Le temps n'étant pas trop mauvais samedi dernier et comme nous étions à Rouen, mes cousins ont eu l'idée de nous emmener visiter Fécamp qui n'est qu'à une heure de route.
La petite ville de bord de mer était jusqu'aux années 1970 réputée pour la pêche à la morue (ses marins allaient pêcher le poisson à Terre-Neuve) mais cette activité s'est arrêtée depuis suite à une interdiction de la pêche par les autorités canadiennes à cause de la surpêche.
Je ne résiste pas à vous montrer un tableau de Robert Antoine Pinchon, peintre normand que je connais bien et que j'apprécie..., représentant le port de Fécamp avec ses morutiers.
Le roi des ciels, Pinchon !
La ville est maintenant presque essentiellement tournée vers la navigation de plaisance et aussi vers le tourisme avec - Son abbaye clunisienne - et - son Palais Bénédictine.

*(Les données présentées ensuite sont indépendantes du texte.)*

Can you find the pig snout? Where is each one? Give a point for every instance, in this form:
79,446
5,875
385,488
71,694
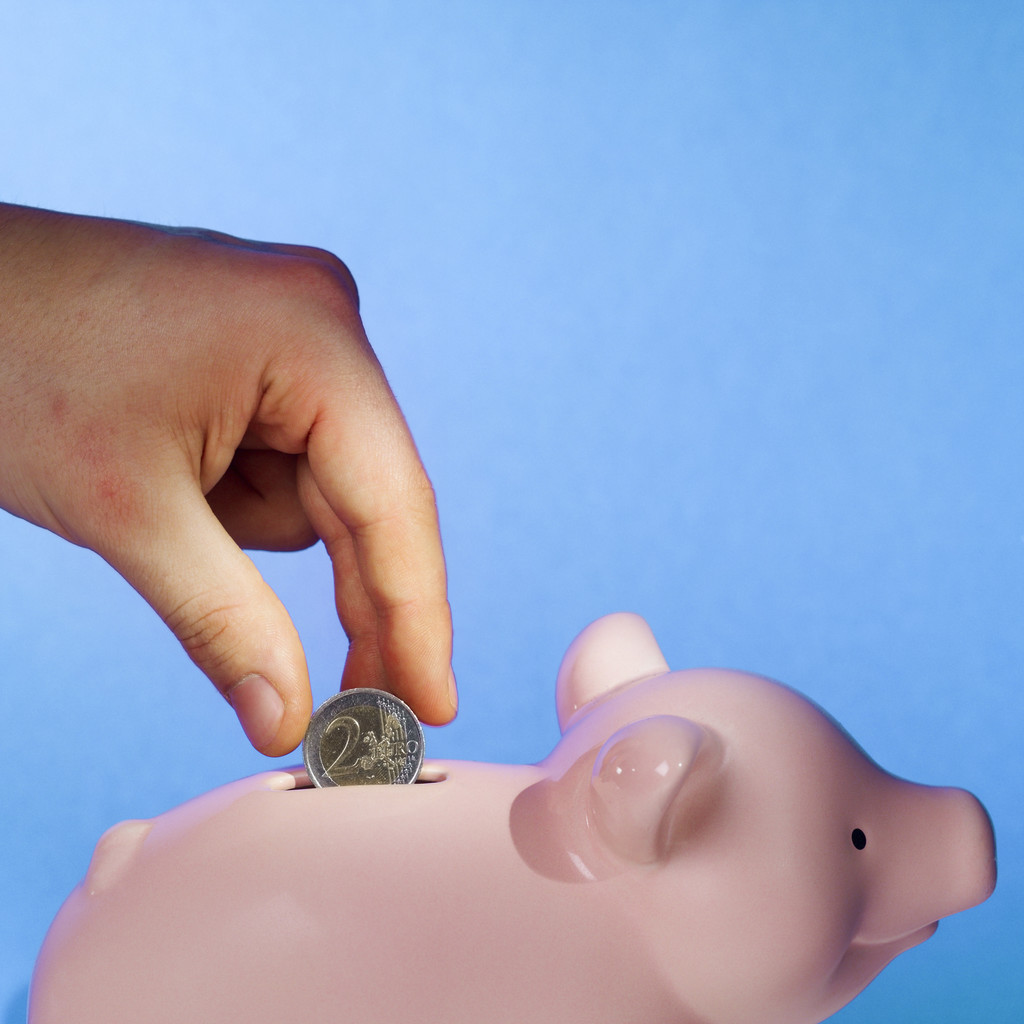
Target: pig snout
933,854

C'est justement ce dernier qui nous a attiré ici, après toutefois nous être restaurés : avec le vent qui soufflait, nous étions contents de rentrer au chaud.

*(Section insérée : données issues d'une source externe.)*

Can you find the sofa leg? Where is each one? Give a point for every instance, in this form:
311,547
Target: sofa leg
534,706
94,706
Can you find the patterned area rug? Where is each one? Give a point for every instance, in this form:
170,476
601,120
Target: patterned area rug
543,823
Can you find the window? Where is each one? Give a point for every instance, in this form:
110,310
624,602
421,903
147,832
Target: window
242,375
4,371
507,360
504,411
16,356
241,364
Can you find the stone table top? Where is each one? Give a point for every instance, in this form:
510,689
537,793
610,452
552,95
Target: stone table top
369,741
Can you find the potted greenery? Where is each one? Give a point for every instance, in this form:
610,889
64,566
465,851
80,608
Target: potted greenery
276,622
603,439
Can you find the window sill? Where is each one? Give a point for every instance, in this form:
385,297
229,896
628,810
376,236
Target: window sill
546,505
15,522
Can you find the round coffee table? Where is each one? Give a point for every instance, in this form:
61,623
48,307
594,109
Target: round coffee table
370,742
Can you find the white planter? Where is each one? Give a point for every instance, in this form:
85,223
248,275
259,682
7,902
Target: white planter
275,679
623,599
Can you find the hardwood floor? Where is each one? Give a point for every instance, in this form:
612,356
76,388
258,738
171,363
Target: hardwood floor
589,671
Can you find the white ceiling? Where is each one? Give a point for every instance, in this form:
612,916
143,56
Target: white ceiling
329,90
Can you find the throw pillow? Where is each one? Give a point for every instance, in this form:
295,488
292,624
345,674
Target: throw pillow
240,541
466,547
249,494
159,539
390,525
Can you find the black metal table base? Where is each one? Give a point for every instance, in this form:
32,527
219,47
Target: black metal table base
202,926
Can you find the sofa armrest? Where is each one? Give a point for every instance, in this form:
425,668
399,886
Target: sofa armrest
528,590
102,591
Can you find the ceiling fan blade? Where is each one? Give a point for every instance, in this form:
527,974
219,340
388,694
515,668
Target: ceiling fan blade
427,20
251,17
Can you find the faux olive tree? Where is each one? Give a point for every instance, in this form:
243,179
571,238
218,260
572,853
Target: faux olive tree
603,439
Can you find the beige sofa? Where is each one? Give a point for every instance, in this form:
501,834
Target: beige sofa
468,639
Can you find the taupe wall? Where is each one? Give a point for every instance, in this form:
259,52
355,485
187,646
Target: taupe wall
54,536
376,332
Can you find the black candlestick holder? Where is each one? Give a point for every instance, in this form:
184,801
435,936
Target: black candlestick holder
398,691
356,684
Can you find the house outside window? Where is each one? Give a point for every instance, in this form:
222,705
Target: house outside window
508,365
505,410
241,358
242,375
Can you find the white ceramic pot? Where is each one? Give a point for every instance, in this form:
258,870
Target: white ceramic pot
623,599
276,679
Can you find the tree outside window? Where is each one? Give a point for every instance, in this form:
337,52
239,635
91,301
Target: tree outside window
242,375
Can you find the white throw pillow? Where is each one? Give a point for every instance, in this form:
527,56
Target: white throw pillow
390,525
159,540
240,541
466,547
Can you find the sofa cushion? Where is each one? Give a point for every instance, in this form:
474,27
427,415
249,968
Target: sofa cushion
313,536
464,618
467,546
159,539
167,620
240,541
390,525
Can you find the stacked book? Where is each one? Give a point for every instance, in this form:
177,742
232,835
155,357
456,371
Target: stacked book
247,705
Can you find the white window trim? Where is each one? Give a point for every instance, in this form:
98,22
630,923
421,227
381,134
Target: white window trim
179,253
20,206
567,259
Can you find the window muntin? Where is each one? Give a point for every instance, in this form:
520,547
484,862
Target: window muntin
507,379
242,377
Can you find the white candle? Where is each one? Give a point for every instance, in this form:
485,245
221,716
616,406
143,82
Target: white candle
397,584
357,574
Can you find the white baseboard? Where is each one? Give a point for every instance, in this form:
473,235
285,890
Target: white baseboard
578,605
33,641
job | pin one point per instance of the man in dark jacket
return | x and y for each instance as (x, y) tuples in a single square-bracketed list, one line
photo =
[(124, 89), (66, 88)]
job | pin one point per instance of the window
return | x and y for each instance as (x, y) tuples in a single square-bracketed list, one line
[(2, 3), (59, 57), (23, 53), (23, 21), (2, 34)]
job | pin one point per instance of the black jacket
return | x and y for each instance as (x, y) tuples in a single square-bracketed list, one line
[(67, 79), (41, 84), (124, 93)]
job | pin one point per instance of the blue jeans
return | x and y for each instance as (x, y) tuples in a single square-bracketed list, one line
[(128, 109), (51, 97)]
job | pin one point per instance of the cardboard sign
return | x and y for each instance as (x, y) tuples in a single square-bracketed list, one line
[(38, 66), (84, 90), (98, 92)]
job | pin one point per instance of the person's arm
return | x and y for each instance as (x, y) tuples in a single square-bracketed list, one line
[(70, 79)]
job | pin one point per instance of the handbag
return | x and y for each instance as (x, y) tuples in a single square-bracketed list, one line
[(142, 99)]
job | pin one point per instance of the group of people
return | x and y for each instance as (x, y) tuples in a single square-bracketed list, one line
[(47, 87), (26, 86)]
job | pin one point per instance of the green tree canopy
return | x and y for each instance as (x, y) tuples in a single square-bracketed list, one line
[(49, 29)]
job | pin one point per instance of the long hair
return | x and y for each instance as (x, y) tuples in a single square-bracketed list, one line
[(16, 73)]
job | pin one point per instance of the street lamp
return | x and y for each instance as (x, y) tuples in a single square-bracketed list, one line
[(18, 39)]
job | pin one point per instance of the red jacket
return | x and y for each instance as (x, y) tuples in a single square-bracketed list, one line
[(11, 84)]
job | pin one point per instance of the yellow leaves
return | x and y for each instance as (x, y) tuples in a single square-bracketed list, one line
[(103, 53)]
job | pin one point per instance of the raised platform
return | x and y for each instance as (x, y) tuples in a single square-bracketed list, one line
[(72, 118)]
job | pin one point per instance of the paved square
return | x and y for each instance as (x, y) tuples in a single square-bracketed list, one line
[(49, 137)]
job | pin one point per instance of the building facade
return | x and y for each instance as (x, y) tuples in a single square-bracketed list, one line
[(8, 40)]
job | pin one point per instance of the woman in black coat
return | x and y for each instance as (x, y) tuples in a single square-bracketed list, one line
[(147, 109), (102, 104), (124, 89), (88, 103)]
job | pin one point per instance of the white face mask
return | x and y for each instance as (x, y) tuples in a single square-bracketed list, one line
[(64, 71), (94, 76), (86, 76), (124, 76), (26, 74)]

Ah, ces bords de mer normands !
La ville n'a rien d'exceptionnel... par contre le Palais Bénédictine fait grand effet : Il a été construit en mêlant le style néo-gothique au style néo-renaissance (c'est Wikipédia qui le dit) à la fin du XIXème siècle, pour Alexandre-Prosper Le Grand, négociant en spiritueux qui a fait fortune en "inventant" (en 1863) et en commercialisant la Bénédictine. Celui-ci était un grand passionné d'art et voulait créer un espace hybride mêlant l'art et l'industrie. Il s'est adressé à Camille Albert, un architecte originaire des Hautes-Alpes pour l'édifier. Les travaux commencés en 1882 s'achevèrent en 1888.
Aquarelle commémorant les 50 ans du Palais Bénédictine
Poussons la grille, voulez-vous ?
Je trouve ce mélange de pierre et de brique du plus bel effet.

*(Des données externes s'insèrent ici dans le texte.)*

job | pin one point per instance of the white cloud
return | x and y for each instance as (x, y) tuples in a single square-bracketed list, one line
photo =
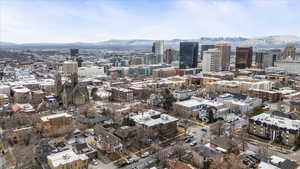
[(92, 21)]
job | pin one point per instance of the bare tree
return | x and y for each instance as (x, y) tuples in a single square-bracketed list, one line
[(228, 161), (218, 129), (162, 157), (263, 152), (197, 160), (179, 150)]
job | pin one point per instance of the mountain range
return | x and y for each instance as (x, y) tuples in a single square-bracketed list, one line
[(278, 41)]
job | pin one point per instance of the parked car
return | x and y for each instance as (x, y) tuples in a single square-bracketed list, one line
[(146, 154), (252, 142), (187, 140), (122, 165), (193, 143), (94, 162)]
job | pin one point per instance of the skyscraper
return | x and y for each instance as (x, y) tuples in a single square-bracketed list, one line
[(205, 48), (211, 60), (289, 51), (158, 50), (243, 57), (225, 52), (74, 53), (263, 59), (188, 55), (170, 56)]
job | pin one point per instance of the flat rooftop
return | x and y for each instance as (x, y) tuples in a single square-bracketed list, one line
[(65, 157), (53, 116)]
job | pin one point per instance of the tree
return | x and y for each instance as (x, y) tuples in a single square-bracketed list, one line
[(218, 128), (257, 110), (128, 122), (179, 150), (297, 143), (263, 152), (228, 161), (197, 160)]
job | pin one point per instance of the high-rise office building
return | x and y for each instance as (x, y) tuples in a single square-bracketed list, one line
[(211, 60), (205, 48), (276, 54), (243, 57), (74, 53), (188, 55), (263, 59), (289, 51), (225, 52), (158, 49), (170, 56)]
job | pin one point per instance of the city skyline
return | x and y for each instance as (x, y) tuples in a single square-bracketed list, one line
[(100, 20)]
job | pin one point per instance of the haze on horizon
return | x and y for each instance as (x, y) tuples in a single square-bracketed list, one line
[(64, 21)]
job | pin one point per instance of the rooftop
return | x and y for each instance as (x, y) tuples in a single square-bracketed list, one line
[(279, 121), (152, 118), (65, 157), (53, 116)]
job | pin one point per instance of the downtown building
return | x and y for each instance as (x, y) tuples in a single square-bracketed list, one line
[(158, 50), (205, 48), (273, 127), (188, 57), (225, 52), (243, 57), (212, 60), (263, 59)]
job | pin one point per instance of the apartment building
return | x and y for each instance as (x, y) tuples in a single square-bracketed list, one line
[(54, 122), (156, 123), (67, 160), (121, 94), (273, 126), (265, 95)]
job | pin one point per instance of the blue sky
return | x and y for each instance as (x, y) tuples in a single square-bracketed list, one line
[(29, 21)]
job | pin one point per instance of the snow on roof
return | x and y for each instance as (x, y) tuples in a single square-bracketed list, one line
[(264, 165), (152, 118), (53, 116), (279, 121), (276, 160), (189, 103), (65, 157)]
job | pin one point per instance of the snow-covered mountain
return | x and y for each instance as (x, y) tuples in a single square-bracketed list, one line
[(278, 41)]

Tout là-haut là-haut... une statue que je n'ai pas réussi à identifier...
Que dire de l'escalier de la cour d'honneur (dit "en queue de paon") : qu'il est sublime, non ?
Près de la porte d'entrée du Palais, un bronze représente Alexandre Le Grand assis surmonté d'un ange en pierre tenant dans une main une bouteille de la fameuse liqueur.
Au travers de cet élégant vitrail, on aperçoit un drapeau à l’emblème de la Normandie (deux léopards jaunes sur fond rouge) qui flotte à l'extérieur du bâtiment. Je vous ai dit qu'il y avait du vent...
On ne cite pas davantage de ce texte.